Adapting the first half of Dune means figuring out how to show the audience everything they need to know without simply confusing or alienating them. Conveying all of the knowledge necessary was always going to be difficult. When it comes to Herbert’s work, channeling the tone is as essential as reproducing the raw text. Films are also much easier when the focus is smaller; personal battles between individuals are more accessible to empathize with than massive clashes between ideologies, political alliances, or cultures. Herbert’s work is much more interested in the latter than the former, though, and a good adaptation would need to remain faithful to that or suffer the consequences.
In the end, however, everyone involved had enough vision and understanding of the source material to pull off the impossible. The movie uses characters the same way the books did, as faces of the ideologies they represent - avatars to explain and enact them. It’s both very authentic to the source material and effective as story-telling. The movie team did a phenomenal job of making the characters relatable while also making them feel insignificant and impotent. Everything in Dune is big. The camera angles and placement very often make the object of focus look tiny compared to everything around it. The score builds on this with loud, sweeping movements. These are not tight, personal quarters. These are grand locations beyond understanding. Every character in this story is swept up in something so much larger than themselves that it is literally impossible for them to comprehend it all. The way it is shot and scored underlines that for the audience by making them feel the same way. These features are so strikingly good that the loudest refrain among those I have spoken to who have also seen it is that even after watching it using HBO Max’s streaming option, they felt compelled to see it in a movie theater so as to get the fullest experience possible.
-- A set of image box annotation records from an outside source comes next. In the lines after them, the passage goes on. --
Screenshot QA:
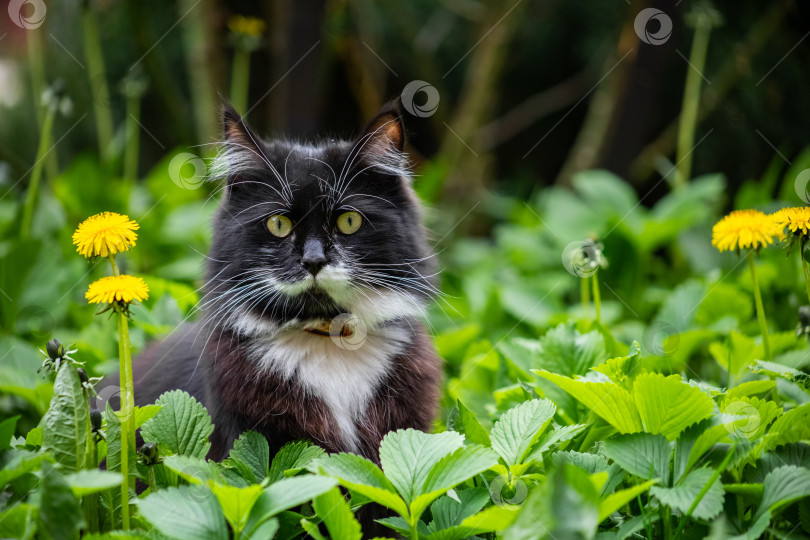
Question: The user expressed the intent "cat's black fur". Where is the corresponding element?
[129,105,441,468]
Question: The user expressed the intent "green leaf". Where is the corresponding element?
[755,465,810,519]
[210,482,262,534]
[410,445,498,519]
[456,400,491,446]
[491,399,557,466]
[223,431,270,483]
[141,390,214,458]
[255,475,337,519]
[309,454,408,516]
[535,371,643,433]
[163,454,225,485]
[650,468,725,520]
[0,414,20,452]
[380,429,464,505]
[603,433,672,485]
[37,462,84,540]
[599,480,657,521]
[633,373,714,441]
[104,402,135,474]
[312,488,362,540]
[65,469,123,497]
[40,362,90,472]
[269,441,326,482]
[137,486,228,540]
[425,506,517,540]
[537,324,607,376]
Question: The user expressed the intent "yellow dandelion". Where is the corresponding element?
[84,275,149,304]
[73,212,139,257]
[228,15,265,37]
[712,210,778,251]
[773,206,810,236]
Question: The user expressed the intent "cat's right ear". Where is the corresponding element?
[222,103,267,184]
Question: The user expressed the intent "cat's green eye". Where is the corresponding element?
[338,212,363,234]
[267,215,292,238]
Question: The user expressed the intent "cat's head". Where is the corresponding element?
[205,105,435,335]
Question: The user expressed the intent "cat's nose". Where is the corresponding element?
[301,238,327,276]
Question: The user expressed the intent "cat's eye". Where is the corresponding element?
[337,212,363,234]
[267,215,292,238]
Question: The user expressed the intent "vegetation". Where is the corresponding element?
[0,2,810,540]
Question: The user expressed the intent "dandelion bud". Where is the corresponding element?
[45,338,65,360]
[139,443,160,465]
[90,409,101,433]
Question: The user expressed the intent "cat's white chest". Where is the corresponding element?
[246,328,408,450]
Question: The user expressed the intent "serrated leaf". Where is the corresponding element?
[755,465,810,519]
[599,480,658,521]
[380,429,464,505]
[535,371,643,433]
[210,482,262,534]
[650,468,725,520]
[312,488,362,540]
[490,399,557,466]
[309,454,408,516]
[409,445,498,519]
[137,486,228,540]
[223,431,270,483]
[65,469,123,497]
[603,433,672,485]
[269,441,326,482]
[40,363,90,472]
[141,390,214,458]
[633,373,714,441]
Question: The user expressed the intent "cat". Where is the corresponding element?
[128,103,442,463]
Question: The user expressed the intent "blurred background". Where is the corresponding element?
[0,0,810,431]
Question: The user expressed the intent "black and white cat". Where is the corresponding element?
[129,100,441,461]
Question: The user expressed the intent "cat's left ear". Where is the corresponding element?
[356,98,406,171]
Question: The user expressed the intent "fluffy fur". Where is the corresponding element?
[129,102,441,461]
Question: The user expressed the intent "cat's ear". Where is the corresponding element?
[355,102,408,176]
[222,103,267,183]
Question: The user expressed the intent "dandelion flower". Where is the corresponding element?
[773,206,810,235]
[73,212,139,257]
[712,210,779,251]
[84,275,149,304]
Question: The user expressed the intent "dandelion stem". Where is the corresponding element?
[20,106,56,238]
[231,47,250,114]
[579,277,591,317]
[799,255,810,301]
[746,250,773,362]
[82,2,113,159]
[675,10,712,189]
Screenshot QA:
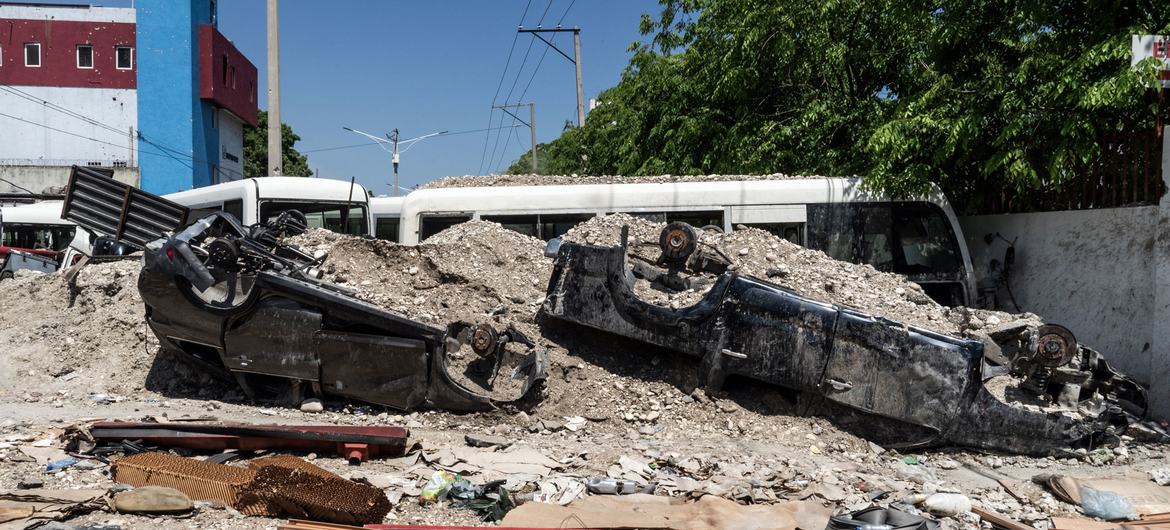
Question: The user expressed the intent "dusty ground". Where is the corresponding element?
[0,218,1170,529]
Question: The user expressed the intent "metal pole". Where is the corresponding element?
[268,0,284,175]
[570,28,585,126]
[528,103,536,174]
[390,129,398,197]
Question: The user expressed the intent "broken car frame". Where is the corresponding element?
[62,167,548,411]
[542,222,1147,454]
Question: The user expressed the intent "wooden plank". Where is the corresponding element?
[971,507,1035,530]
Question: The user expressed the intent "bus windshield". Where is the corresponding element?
[0,222,77,250]
[807,202,962,278]
[260,201,369,235]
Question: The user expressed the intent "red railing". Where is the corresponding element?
[979,131,1166,214]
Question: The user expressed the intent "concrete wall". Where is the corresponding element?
[0,166,139,193]
[0,87,138,166]
[137,0,215,194]
[959,206,1168,384]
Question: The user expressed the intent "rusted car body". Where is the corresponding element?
[64,168,548,411]
[542,227,1145,454]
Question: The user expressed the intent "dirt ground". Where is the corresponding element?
[0,216,1170,530]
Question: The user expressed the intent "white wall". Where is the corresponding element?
[959,206,1170,414]
[215,109,243,183]
[0,87,138,166]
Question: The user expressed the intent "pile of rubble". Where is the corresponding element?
[422,173,824,190]
[0,259,222,407]
[0,215,1170,530]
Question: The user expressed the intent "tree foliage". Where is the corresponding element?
[243,110,312,177]
[519,0,1170,210]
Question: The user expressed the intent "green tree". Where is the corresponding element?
[521,0,1170,210]
[243,110,312,177]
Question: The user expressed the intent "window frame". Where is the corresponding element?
[23,42,44,68]
[74,44,97,70]
[113,46,135,70]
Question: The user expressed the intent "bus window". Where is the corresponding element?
[0,222,77,250]
[223,199,243,223]
[480,215,541,238]
[260,201,366,235]
[854,206,896,271]
[805,202,965,305]
[419,215,472,241]
[629,209,723,228]
[373,218,398,243]
[541,213,593,241]
[894,206,959,274]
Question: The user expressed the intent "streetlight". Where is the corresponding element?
[342,126,447,195]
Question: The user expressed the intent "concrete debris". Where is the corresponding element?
[113,486,195,514]
[422,173,824,190]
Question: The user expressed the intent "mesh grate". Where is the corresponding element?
[113,453,256,507]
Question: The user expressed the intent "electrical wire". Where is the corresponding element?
[300,125,519,154]
[476,0,532,173]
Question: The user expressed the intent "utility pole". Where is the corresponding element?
[517,26,585,126]
[491,103,536,174]
[342,126,448,195]
[390,128,398,197]
[268,0,284,175]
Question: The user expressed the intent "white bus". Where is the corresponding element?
[164,177,373,235]
[386,178,976,305]
[370,197,404,242]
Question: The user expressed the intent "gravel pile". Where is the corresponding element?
[421,173,824,190]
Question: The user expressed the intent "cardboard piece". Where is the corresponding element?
[500,495,833,530]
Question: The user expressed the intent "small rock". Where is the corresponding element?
[16,476,44,489]
[301,398,325,412]
[113,486,194,514]
[720,399,739,413]
[463,434,511,447]
[935,459,963,469]
[922,494,971,517]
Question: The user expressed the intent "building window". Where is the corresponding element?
[77,44,94,68]
[113,46,135,70]
[25,42,41,68]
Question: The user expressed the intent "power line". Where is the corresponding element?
[476,0,532,173]
[300,125,519,154]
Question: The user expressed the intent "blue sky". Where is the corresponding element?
[61,0,659,194]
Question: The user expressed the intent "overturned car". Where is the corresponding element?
[542,222,1147,454]
[63,167,548,411]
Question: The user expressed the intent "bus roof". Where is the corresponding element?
[166,177,366,204]
[402,177,947,215]
[0,200,74,226]
[370,195,406,215]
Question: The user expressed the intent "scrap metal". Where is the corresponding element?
[89,421,410,462]
[63,167,548,411]
[541,223,1147,454]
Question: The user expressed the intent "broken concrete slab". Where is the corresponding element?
[113,486,195,514]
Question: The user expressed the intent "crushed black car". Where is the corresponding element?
[542,222,1147,454]
[63,167,548,411]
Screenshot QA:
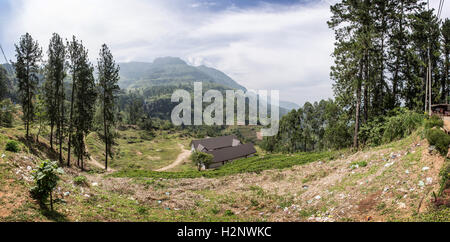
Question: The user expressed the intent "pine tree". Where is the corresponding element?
[73,52,97,170]
[97,44,119,170]
[44,33,66,151]
[441,19,450,103]
[14,33,42,139]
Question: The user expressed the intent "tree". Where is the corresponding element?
[97,44,119,170]
[67,36,88,166]
[0,66,8,101]
[441,19,450,103]
[44,33,66,150]
[31,160,64,211]
[73,53,97,170]
[190,151,214,171]
[14,33,42,139]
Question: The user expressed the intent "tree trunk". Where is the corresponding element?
[50,120,54,150]
[353,62,363,150]
[50,192,53,211]
[67,72,76,166]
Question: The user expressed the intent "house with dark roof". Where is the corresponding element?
[191,135,256,168]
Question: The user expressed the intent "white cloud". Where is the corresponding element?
[0,0,333,104]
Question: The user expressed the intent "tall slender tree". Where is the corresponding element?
[441,18,450,103]
[73,53,97,170]
[97,44,119,170]
[67,36,88,166]
[44,33,66,151]
[14,33,42,139]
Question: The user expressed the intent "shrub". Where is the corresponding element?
[191,151,214,170]
[5,140,20,152]
[426,128,450,156]
[30,160,64,210]
[0,99,15,127]
[383,109,424,143]
[425,115,444,129]
[73,176,88,186]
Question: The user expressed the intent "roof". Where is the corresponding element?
[191,135,237,150]
[206,143,256,162]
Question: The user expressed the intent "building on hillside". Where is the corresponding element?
[431,104,450,116]
[191,135,256,168]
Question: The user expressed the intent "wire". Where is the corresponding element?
[0,44,13,73]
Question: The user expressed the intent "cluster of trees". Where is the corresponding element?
[13,33,119,169]
[260,99,351,152]
[328,0,450,148]
[261,0,450,152]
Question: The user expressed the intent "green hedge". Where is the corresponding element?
[111,152,334,179]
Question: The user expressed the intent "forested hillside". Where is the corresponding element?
[264,0,450,152]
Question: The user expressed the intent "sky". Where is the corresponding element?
[0,0,450,105]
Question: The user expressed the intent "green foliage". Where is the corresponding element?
[73,176,88,186]
[438,158,450,196]
[30,160,64,210]
[14,33,42,138]
[426,128,450,156]
[383,109,424,143]
[112,152,335,179]
[5,140,20,152]
[425,115,444,129]
[360,108,425,146]
[190,151,214,168]
[0,98,15,128]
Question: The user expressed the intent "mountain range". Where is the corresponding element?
[118,57,300,113]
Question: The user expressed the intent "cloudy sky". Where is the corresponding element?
[0,0,450,105]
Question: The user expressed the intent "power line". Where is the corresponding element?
[0,44,13,73]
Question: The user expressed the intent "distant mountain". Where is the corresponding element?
[280,100,300,111]
[119,57,246,90]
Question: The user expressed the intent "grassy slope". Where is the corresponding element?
[86,129,189,170]
[0,120,450,221]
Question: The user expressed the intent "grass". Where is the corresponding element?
[112,152,335,179]
[86,129,189,170]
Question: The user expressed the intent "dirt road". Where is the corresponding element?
[155,144,191,171]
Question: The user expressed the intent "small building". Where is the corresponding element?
[431,104,450,116]
[191,135,256,168]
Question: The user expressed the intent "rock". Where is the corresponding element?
[418,181,425,187]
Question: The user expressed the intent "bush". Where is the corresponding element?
[5,140,20,152]
[191,151,214,170]
[30,160,64,210]
[0,99,15,128]
[426,128,450,156]
[73,176,88,186]
[383,109,424,143]
[425,115,444,129]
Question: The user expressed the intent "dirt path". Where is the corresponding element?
[155,144,191,171]
[85,143,116,172]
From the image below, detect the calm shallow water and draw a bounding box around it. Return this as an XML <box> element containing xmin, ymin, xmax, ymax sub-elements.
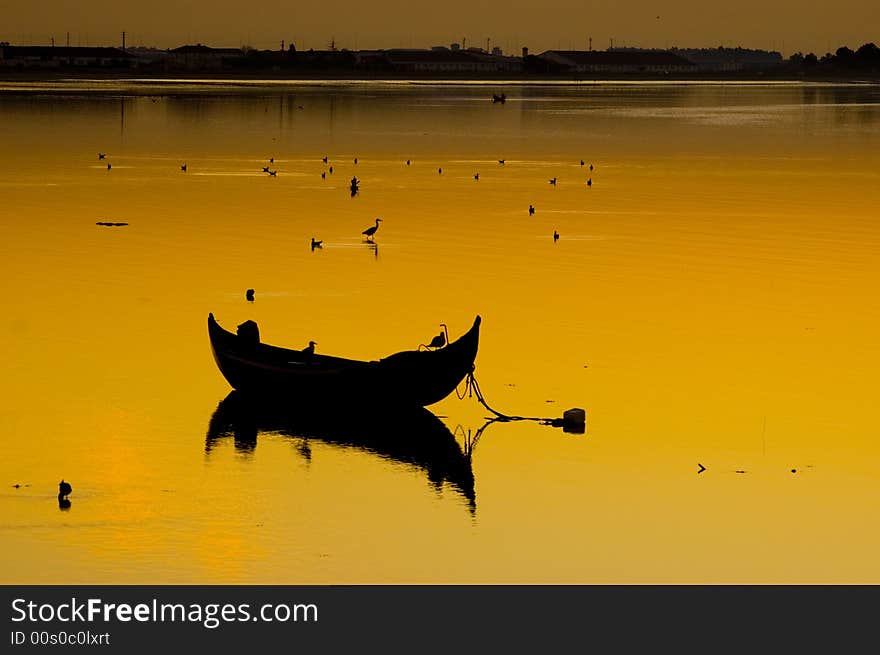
<box><xmin>0</xmin><ymin>83</ymin><xmax>880</xmax><ymax>583</ymax></box>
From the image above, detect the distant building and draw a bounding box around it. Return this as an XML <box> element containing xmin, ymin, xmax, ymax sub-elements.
<box><xmin>384</xmin><ymin>44</ymin><xmax>522</xmax><ymax>73</ymax></box>
<box><xmin>167</xmin><ymin>43</ymin><xmax>244</xmax><ymax>71</ymax></box>
<box><xmin>538</xmin><ymin>50</ymin><xmax>697</xmax><ymax>74</ymax></box>
<box><xmin>671</xmin><ymin>48</ymin><xmax>784</xmax><ymax>72</ymax></box>
<box><xmin>0</xmin><ymin>45</ymin><xmax>134</xmax><ymax>68</ymax></box>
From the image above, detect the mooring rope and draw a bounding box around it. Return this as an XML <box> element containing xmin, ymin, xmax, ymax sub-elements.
<box><xmin>455</xmin><ymin>370</ymin><xmax>562</xmax><ymax>426</ymax></box>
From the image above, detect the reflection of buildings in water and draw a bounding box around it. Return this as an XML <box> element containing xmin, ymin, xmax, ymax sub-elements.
<box><xmin>205</xmin><ymin>391</ymin><xmax>476</xmax><ymax>512</ymax></box>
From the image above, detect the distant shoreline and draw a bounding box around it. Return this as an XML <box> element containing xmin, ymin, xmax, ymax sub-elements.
<box><xmin>0</xmin><ymin>69</ymin><xmax>880</xmax><ymax>92</ymax></box>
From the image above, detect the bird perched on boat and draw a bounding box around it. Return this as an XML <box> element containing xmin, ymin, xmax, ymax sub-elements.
<box><xmin>428</xmin><ymin>323</ymin><xmax>446</xmax><ymax>348</ymax></box>
<box><xmin>361</xmin><ymin>218</ymin><xmax>382</xmax><ymax>239</ymax></box>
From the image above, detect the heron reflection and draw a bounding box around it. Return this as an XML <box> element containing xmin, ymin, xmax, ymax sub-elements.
<box><xmin>205</xmin><ymin>391</ymin><xmax>476</xmax><ymax>513</ymax></box>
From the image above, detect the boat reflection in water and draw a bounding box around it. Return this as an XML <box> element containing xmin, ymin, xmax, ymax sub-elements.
<box><xmin>205</xmin><ymin>391</ymin><xmax>476</xmax><ymax>513</ymax></box>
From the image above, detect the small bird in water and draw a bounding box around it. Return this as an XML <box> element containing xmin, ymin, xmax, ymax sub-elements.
<box><xmin>428</xmin><ymin>323</ymin><xmax>446</xmax><ymax>348</ymax></box>
<box><xmin>361</xmin><ymin>218</ymin><xmax>382</xmax><ymax>240</ymax></box>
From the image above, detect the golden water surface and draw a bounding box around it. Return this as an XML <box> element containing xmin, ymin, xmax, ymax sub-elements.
<box><xmin>0</xmin><ymin>82</ymin><xmax>880</xmax><ymax>583</ymax></box>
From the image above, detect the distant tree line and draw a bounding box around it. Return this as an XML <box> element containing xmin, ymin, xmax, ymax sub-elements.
<box><xmin>788</xmin><ymin>43</ymin><xmax>880</xmax><ymax>73</ymax></box>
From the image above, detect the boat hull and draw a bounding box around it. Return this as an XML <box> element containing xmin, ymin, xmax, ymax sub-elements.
<box><xmin>208</xmin><ymin>314</ymin><xmax>481</xmax><ymax>407</ymax></box>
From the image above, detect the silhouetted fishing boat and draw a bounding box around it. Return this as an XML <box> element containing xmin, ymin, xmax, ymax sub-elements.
<box><xmin>205</xmin><ymin>391</ymin><xmax>476</xmax><ymax>512</ymax></box>
<box><xmin>208</xmin><ymin>314</ymin><xmax>481</xmax><ymax>406</ymax></box>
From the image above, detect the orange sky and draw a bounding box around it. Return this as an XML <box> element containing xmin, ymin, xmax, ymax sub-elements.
<box><xmin>0</xmin><ymin>0</ymin><xmax>880</xmax><ymax>55</ymax></box>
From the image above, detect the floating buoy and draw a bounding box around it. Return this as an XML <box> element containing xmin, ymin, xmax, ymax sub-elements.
<box><xmin>562</xmin><ymin>407</ymin><xmax>587</xmax><ymax>432</ymax></box>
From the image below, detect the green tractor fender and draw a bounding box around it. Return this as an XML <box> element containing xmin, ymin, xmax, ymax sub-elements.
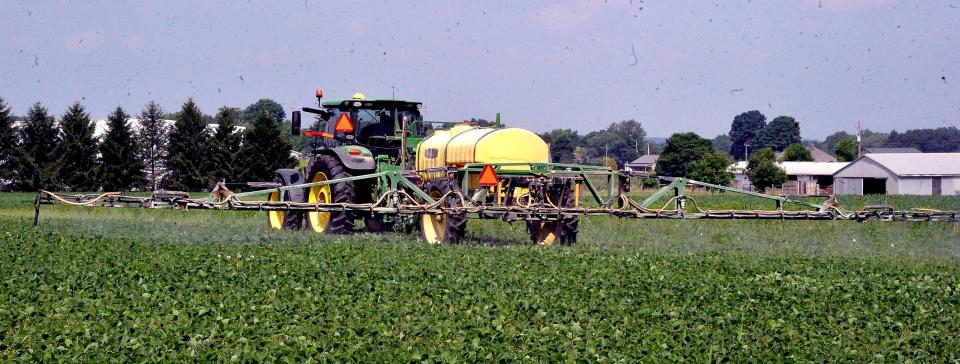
<box><xmin>317</xmin><ymin>145</ymin><xmax>377</xmax><ymax>175</ymax></box>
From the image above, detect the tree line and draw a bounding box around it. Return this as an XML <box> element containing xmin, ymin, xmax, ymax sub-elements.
<box><xmin>0</xmin><ymin>98</ymin><xmax>296</xmax><ymax>191</ymax></box>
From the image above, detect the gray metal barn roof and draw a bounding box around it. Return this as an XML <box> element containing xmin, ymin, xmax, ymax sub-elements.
<box><xmin>837</xmin><ymin>153</ymin><xmax>960</xmax><ymax>176</ymax></box>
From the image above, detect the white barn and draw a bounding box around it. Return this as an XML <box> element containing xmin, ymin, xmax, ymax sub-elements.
<box><xmin>728</xmin><ymin>161</ymin><xmax>848</xmax><ymax>195</ymax></box>
<box><xmin>833</xmin><ymin>153</ymin><xmax>960</xmax><ymax>195</ymax></box>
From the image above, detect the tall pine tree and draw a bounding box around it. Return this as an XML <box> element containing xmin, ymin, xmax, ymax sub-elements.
<box><xmin>239</xmin><ymin>110</ymin><xmax>296</xmax><ymax>181</ymax></box>
<box><xmin>0</xmin><ymin>97</ymin><xmax>20</xmax><ymax>183</ymax></box>
<box><xmin>137</xmin><ymin>101</ymin><xmax>170</xmax><ymax>191</ymax></box>
<box><xmin>97</xmin><ymin>106</ymin><xmax>143</xmax><ymax>191</ymax></box>
<box><xmin>210</xmin><ymin>106</ymin><xmax>243</xmax><ymax>181</ymax></box>
<box><xmin>167</xmin><ymin>99</ymin><xmax>212</xmax><ymax>191</ymax></box>
<box><xmin>17</xmin><ymin>102</ymin><xmax>60</xmax><ymax>191</ymax></box>
<box><xmin>56</xmin><ymin>102</ymin><xmax>97</xmax><ymax>191</ymax></box>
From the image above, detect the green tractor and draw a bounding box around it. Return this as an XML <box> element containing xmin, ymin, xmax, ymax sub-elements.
<box><xmin>268</xmin><ymin>90</ymin><xmax>454</xmax><ymax>234</ymax></box>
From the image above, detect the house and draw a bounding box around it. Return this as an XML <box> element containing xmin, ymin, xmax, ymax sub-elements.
<box><xmin>623</xmin><ymin>154</ymin><xmax>660</xmax><ymax>172</ymax></box>
<box><xmin>833</xmin><ymin>152</ymin><xmax>960</xmax><ymax>196</ymax></box>
<box><xmin>861</xmin><ymin>147</ymin><xmax>923</xmax><ymax>154</ymax></box>
<box><xmin>776</xmin><ymin>145</ymin><xmax>837</xmax><ymax>162</ymax></box>
<box><xmin>730</xmin><ymin>161</ymin><xmax>849</xmax><ymax>196</ymax></box>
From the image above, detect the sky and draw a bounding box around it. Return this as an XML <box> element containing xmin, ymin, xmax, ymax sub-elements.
<box><xmin>0</xmin><ymin>0</ymin><xmax>960</xmax><ymax>139</ymax></box>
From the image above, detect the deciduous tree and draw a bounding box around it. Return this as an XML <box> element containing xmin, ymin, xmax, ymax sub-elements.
<box><xmin>783</xmin><ymin>144</ymin><xmax>813</xmax><ymax>162</ymax></box>
<box><xmin>710</xmin><ymin>134</ymin><xmax>733</xmax><ymax>155</ymax></box>
<box><xmin>243</xmin><ymin>99</ymin><xmax>286</xmax><ymax>124</ymax></box>
<box><xmin>756</xmin><ymin>116</ymin><xmax>802</xmax><ymax>152</ymax></box>
<box><xmin>729</xmin><ymin>110</ymin><xmax>767</xmax><ymax>160</ymax></box>
<box><xmin>690</xmin><ymin>150</ymin><xmax>733</xmax><ymax>186</ymax></box>
<box><xmin>239</xmin><ymin>110</ymin><xmax>296</xmax><ymax>181</ymax></box>
<box><xmin>137</xmin><ymin>101</ymin><xmax>170</xmax><ymax>191</ymax></box>
<box><xmin>540</xmin><ymin>129</ymin><xmax>583</xmax><ymax>163</ymax></box>
<box><xmin>833</xmin><ymin>138</ymin><xmax>860</xmax><ymax>162</ymax></box>
<box><xmin>747</xmin><ymin>148</ymin><xmax>787</xmax><ymax>192</ymax></box>
<box><xmin>97</xmin><ymin>106</ymin><xmax>144</xmax><ymax>191</ymax></box>
<box><xmin>657</xmin><ymin>133</ymin><xmax>713</xmax><ymax>177</ymax></box>
<box><xmin>583</xmin><ymin>120</ymin><xmax>647</xmax><ymax>164</ymax></box>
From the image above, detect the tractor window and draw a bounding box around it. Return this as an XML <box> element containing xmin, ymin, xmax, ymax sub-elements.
<box><xmin>356</xmin><ymin>109</ymin><xmax>396</xmax><ymax>144</ymax></box>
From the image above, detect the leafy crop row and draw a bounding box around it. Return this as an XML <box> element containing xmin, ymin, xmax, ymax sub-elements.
<box><xmin>0</xmin><ymin>193</ymin><xmax>960</xmax><ymax>362</ymax></box>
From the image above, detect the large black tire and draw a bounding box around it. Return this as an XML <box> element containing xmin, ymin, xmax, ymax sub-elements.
<box><xmin>420</xmin><ymin>178</ymin><xmax>467</xmax><ymax>244</ymax></box>
<box><xmin>304</xmin><ymin>155</ymin><xmax>357</xmax><ymax>234</ymax></box>
<box><xmin>267</xmin><ymin>169</ymin><xmax>306</xmax><ymax>230</ymax></box>
<box><xmin>527</xmin><ymin>183</ymin><xmax>580</xmax><ymax>245</ymax></box>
Unfortunately, it is still impossible to say whether Dune holds up now. What can be said is that Dune will not be a movie for everyone. No movie is, of course, but unlike a lot of what you will see both on big screens and small these days, this isn’t even trying for mass appeal. This film seeks, instead, to be authentic. It stands loudly and proudly and says, “I have something important to say to you which is meaningful to me!” but then rolls the credits. The flaw in this is that we will all have to wait for the sequel(s)* to determine if that authenticity, rawness, and the actual message come through and justify what this film did. In the end, this may be a film that necessitates multiple viewings to squeeze every drop of goodness from it, but I can’t honestly recommend it until the sequel comes out. It is, by no means, a self-contained story.
Still, it makes a heck of a good first impression.
*The first sequel, which should tell the remainder of the original book, has already been greenlit. The rumor is that this should eventually be a trilogy, with the third movie telling the story of the second book, Dune: Messiah.